The aim of the conference was to mobilise more international humanitarian assistance and to draw attention to the dramatic situation in Yemen. Germany’s representative at the conference, the Federal Government Commissioner for Human Rights Policy and Humanitarian Aid at the Federal Foreign Office, Bärbel Kofler, said at the outset: “In view of the looming food crisis in Yemen and the humanitarian situation, which has been rapidly deteriorating ever since the start of the war two years ago, this donor conference is taking place at the right time!”
Hundreds of thousands of children malnourished
Yemen is currently the site of one of the world’s worst humanitarian crises. Since the start of the conflict in March 2015, just under two million Yemenites have been displaced and are living in precarious conditions in collective accommodation centres. Some 18.8 million people – of which 9.6 million are children – are dependent on humanitarian assistance. The country is facing a disastrous famine. Around 460,000 children are already severely malnourished, while 17 million Yemenites are affected by food insecurity. Some 4.5 million people urgently need help to prevent or treat severe malnourishment. As food and medicine are either virtually impossible to find or extremely expensive, the alarming number of people suffering malnourishment is continuing to grow. However, the humanitarian appeal issued by the United Nations for Yemen has produced a mere 15 percent of the funding required so far.

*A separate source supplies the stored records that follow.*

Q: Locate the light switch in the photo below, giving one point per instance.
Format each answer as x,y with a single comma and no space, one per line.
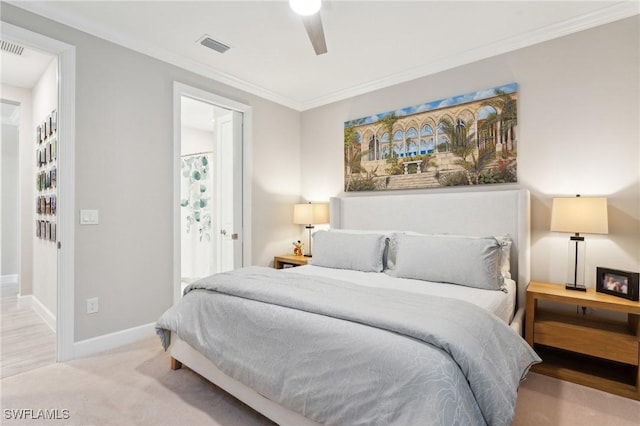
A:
88,217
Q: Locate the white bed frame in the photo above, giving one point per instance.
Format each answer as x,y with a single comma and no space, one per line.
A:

100 million euros from Germany
At the donor conference, Bärbel Kofler announced Germany’s intention to make a substantial contribution towards the urgently needed humanitarian assistance as well as funding for long‑term development cooperation in Yemen. She went on to say that 50 million euros would be made available for humanitarian assistance in Yemen in 2017 as well as 55 million euros for development cooperation. The strategic focuses of Germany’s humanitarian assistance in Yemen are food, health care, water supply, sanitation and hygiene, as well as protective measures. The project funding will be based on the “whole‑of‑Yemen” approach and prioritise regions with a large share of internally displaced persons, as well as neighbouring countries which have taken in refugees from Yemen.